Il est intéressant de noter que F. Schanen envisage la perspective de bilan pour des énoncés à la voix active (« Jetzt / morgen um zwei ist er angekommen »). Il prend pour point de départ le principe que la temporalité du texte n’existe pas objectivement, c’est-à-dire indépendamment de la conscience du locuteur, mais qu’elle se compose de trois niveaux temporels : la temporalité du procès (« Aktzeit »), la temporalité de l’acte linguistique (« Sprechzeit ») et la temporalité subjective de la conscience du locuteur (« Betrachtzeit »)448. Les formes actives spécialisées dans le marquage de la perspective de bilan comprennent des indications temporelles secondes (« jetzt », « morgen », etc.).
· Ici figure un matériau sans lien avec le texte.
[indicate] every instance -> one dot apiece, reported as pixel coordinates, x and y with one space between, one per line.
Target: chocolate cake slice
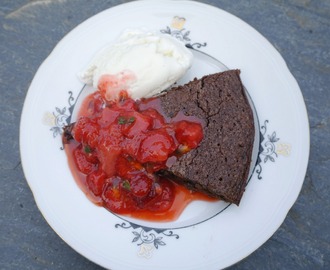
220 165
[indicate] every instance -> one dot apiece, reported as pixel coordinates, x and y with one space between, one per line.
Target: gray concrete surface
299 29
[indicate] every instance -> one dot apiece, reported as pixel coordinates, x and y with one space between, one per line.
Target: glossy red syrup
118 147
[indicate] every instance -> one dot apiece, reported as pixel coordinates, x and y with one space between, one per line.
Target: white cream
151 61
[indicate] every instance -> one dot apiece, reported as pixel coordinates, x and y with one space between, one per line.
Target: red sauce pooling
118 147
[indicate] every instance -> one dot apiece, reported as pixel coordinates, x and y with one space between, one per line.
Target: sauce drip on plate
117 148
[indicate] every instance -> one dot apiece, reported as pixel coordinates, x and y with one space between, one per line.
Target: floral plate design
207 235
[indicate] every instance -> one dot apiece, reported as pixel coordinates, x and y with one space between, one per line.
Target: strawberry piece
189 133
95 181
156 147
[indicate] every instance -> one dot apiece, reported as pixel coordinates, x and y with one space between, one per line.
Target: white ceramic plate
207 235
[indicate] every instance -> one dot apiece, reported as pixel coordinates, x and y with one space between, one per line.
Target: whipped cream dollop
143 63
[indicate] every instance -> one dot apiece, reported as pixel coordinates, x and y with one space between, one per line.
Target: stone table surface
300 31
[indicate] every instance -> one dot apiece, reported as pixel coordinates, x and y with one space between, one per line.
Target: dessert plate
207 235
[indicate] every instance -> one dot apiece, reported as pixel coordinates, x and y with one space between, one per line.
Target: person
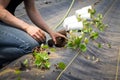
17 37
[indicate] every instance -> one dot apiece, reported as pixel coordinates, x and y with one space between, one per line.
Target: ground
108 66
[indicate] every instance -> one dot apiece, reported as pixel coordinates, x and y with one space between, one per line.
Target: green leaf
99 45
79 18
17 71
83 47
47 65
86 40
25 62
61 65
94 35
52 49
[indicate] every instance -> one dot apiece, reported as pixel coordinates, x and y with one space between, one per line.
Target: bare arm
10 19
37 19
35 16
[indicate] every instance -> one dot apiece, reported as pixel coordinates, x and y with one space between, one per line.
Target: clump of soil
61 42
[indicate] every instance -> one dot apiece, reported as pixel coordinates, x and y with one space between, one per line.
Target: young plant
90 31
41 57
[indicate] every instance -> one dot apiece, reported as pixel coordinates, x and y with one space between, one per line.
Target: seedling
41 56
61 65
90 32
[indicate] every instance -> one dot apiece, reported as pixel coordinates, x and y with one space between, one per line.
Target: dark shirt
12 5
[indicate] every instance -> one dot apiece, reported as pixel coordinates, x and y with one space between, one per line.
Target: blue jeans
14 43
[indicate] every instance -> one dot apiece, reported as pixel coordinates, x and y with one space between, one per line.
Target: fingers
39 36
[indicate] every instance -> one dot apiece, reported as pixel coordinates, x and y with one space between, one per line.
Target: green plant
90 32
61 65
41 57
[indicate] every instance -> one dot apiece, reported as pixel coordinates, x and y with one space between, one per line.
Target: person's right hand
36 33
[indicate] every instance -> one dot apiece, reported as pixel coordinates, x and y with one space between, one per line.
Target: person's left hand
55 35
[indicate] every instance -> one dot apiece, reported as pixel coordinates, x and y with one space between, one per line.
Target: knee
27 47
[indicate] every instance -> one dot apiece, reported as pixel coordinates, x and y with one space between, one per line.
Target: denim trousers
14 43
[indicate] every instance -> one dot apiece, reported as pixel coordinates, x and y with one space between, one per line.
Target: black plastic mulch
102 63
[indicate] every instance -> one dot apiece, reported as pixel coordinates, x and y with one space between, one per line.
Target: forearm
8 18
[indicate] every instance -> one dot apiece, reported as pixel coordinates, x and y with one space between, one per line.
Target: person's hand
36 33
55 35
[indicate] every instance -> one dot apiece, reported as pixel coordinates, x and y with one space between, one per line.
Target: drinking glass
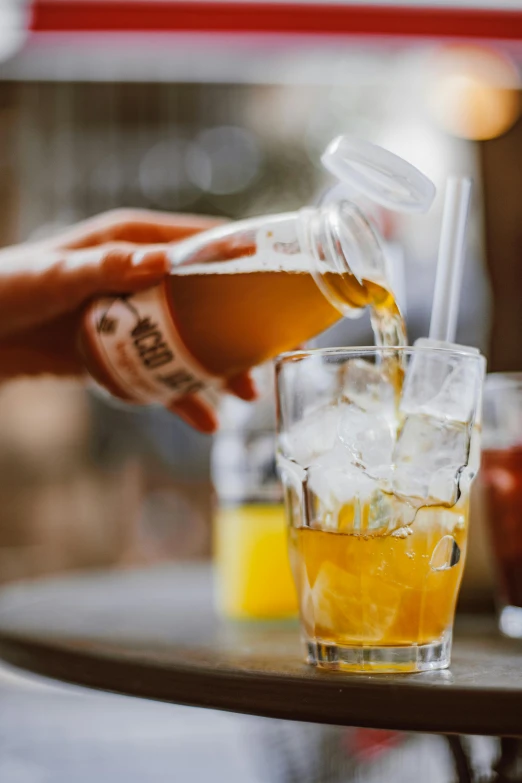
501 477
377 448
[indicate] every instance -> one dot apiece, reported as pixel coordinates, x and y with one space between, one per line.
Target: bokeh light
475 92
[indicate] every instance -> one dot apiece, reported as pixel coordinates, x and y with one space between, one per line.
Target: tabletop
153 633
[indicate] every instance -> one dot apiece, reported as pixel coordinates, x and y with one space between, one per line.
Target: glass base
384 660
510 621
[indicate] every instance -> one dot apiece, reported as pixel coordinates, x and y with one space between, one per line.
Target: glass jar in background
252 571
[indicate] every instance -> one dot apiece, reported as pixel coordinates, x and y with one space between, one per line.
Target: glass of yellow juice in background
253 580
377 448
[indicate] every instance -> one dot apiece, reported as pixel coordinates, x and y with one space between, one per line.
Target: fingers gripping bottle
242 293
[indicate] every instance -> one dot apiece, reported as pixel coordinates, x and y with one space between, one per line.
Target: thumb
114 268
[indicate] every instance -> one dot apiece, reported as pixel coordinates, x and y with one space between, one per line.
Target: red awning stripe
261 17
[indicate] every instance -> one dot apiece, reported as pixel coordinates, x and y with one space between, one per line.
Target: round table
153 633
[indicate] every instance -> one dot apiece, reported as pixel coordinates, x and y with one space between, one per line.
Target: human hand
45 285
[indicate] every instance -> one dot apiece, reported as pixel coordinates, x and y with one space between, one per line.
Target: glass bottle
252 571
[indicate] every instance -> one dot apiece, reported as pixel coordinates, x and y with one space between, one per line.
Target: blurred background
104 105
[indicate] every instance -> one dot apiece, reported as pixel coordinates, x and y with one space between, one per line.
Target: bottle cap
379 174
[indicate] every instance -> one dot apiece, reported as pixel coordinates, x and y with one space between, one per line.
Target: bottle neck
346 252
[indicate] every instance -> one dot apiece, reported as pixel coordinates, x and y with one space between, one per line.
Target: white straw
450 263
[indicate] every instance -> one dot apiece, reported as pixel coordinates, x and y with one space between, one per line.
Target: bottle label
140 347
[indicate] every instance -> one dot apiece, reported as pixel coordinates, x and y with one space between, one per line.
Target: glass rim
369 350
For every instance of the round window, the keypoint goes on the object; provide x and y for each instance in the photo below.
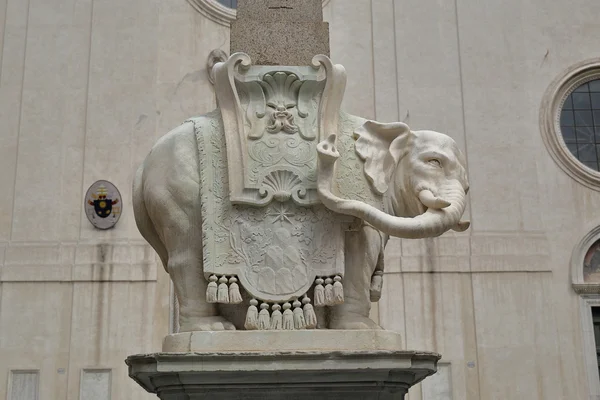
(229, 3)
(580, 123)
(570, 122)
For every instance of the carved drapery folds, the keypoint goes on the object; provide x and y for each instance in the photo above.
(274, 116)
(263, 224)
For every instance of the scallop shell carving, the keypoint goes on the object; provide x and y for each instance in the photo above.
(281, 184)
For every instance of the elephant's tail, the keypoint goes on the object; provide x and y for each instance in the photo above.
(142, 218)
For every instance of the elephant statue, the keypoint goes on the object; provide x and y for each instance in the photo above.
(414, 185)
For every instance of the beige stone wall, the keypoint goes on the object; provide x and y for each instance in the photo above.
(86, 87)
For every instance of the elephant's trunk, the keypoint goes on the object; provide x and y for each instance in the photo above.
(433, 222)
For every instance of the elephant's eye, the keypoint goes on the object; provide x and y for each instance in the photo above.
(435, 162)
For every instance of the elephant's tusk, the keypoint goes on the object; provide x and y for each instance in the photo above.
(461, 226)
(430, 201)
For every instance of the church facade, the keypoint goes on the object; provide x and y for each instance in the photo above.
(87, 87)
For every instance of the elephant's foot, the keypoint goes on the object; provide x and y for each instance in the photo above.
(352, 321)
(191, 324)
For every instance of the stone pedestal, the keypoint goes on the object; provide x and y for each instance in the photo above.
(297, 365)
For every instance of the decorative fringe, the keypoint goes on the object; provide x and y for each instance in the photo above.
(309, 314)
(223, 293)
(264, 319)
(319, 293)
(276, 318)
(329, 292)
(251, 323)
(299, 322)
(338, 290)
(211, 290)
(288, 317)
(234, 291)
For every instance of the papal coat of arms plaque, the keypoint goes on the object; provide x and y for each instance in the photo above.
(103, 204)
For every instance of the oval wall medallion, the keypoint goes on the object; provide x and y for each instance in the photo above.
(103, 204)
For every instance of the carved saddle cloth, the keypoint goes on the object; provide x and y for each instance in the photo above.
(276, 251)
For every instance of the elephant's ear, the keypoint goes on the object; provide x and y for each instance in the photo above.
(381, 146)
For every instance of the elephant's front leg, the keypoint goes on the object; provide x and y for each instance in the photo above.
(361, 254)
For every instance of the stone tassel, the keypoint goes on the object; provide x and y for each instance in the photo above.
(252, 316)
(223, 293)
(288, 317)
(264, 319)
(309, 314)
(329, 292)
(319, 293)
(299, 322)
(234, 291)
(338, 290)
(276, 318)
(211, 290)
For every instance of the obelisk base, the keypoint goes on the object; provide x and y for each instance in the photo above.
(272, 374)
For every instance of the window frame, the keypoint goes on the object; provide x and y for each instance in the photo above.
(217, 12)
(552, 103)
(589, 296)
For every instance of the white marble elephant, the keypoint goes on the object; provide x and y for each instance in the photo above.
(420, 177)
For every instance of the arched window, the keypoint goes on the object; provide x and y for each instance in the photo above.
(585, 280)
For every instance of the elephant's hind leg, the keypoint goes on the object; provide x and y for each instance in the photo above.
(181, 233)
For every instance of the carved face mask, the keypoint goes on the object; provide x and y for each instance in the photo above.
(280, 119)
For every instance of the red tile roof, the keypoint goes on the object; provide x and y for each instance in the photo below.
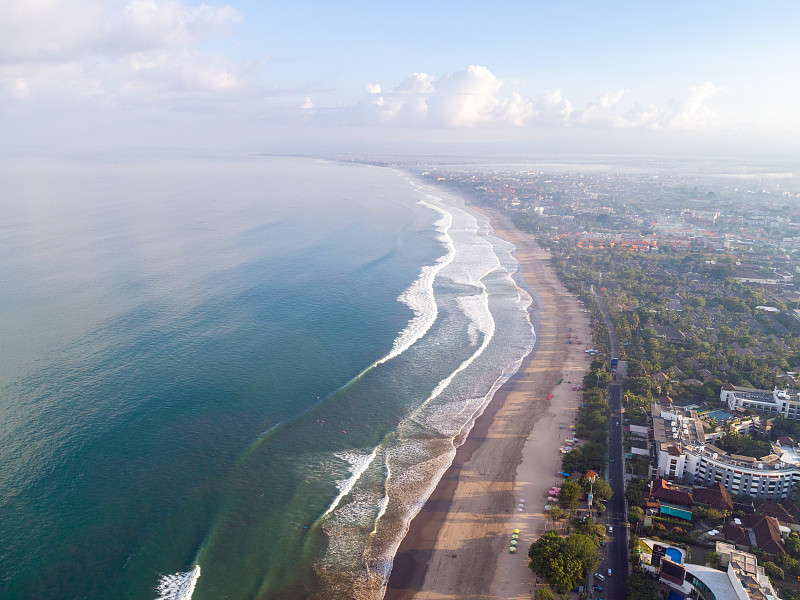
(736, 535)
(716, 496)
(660, 490)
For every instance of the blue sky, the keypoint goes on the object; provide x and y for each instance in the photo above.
(627, 76)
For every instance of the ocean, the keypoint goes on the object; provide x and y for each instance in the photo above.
(235, 378)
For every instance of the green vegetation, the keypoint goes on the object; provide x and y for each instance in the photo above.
(544, 594)
(592, 424)
(570, 494)
(635, 491)
(745, 445)
(601, 488)
(564, 562)
(639, 586)
(635, 515)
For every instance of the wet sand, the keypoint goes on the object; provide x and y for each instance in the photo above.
(457, 546)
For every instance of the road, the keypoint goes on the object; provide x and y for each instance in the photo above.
(616, 551)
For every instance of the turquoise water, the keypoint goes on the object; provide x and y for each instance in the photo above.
(234, 378)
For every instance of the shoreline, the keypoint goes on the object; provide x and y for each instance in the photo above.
(457, 545)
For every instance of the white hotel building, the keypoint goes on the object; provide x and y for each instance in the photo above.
(784, 403)
(679, 452)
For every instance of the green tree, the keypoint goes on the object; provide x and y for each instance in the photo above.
(544, 593)
(639, 586)
(773, 570)
(793, 545)
(635, 490)
(564, 562)
(570, 494)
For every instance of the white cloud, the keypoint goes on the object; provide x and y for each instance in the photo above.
(553, 109)
(465, 99)
(91, 48)
(690, 113)
(474, 98)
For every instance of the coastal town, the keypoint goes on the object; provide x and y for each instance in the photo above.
(686, 453)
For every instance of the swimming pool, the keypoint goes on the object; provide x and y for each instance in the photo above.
(674, 555)
(717, 415)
Celles-ci indiquent le moment où est effectuée l’opération d’attribution du participe II, c’est-à-dire le moment où se situe la conscience vérificatrice du locuteur (« Betrachtzeit ») ; elles apparaissent en décalage avec le temps de l’événement (« Aktzeit »).

Nous voyons là que la périphrase « sein + participe II » est ambiguë même en diathèse active. Lorsqu’elle fonctionne en tant que forme verbale unique grammaticalisée, elle indique l’antérieur du non-accompli. Le temps de référence coïncide avec le temps du déroulement du procès (« Er ist gestern abend angekommen »). La perspective est processuelle. Lorsqu’elle représente un amalgame de deux formes verbales (structure attributive), elle indique l’actuel ou l’ultérieur de l’accompli. Le temps de référence ne coïncide pas avec le temps du déroulement du procès (« Jetzt / morgen um zwei ist er angekommen »). La perspective est bilan-résultative.

L’existence même de formes actives spécialisées dans le marquage de la perspective de bilan nous oblige à nous interroger sur la pertinence (et l’ambiguïté potentielle) du terme « actif-bilan » que nous avions proposé pour qualifier un énoncé tel que « Die Wand teilt das Zimmer in zwei Teile ». Les deux formes actives sont très différentes l’une de l’autre. La première, évoquée par F. Schanen, présente un bilan à paramètre ponctuel. La seconde, évoquée par nous dans la partie précédente, indique un état qui perdure et présente un bilan à paramètre duratif. Si nous précisons désormais que par « actif-bilan » nous entendons uniquement les énoncés en diathèse active marquant un bilan à paramètre duratif, rien ne nous empêche de conserver ce terme qui offre l’avantage de souligner le parallélisme entre les diathèses active et passive (« actif-bilan » / « passif-bilan »).

Notes
446.

Selon F. Schanen (1992a, p.457), les auxiliaires servant à former le parfait ne sont pas des lexèmes vides de sens : « on peut penser aussi que haben et sein [...] contribuent à ce qu’on pourrait appeler la perspective ou l’orientation exocentrique (haben) ou endocentrique (sein) de l’énoncé verbal, le prédicat étant affecté au sujet dans le premier cas comme élément externe et dans le second comme élément interne. »

447.

SCHANEN 1992a, p.460 : « la perspective de bilan relève, comme toute utilisation du langage, d’une vision subjective ».

448.

Cf. les trois points de vue temporels établis par H. Reichenbach dans Elements of Symbolic Logic (1947) : « point of the event », « point of speech » et « point of reference ».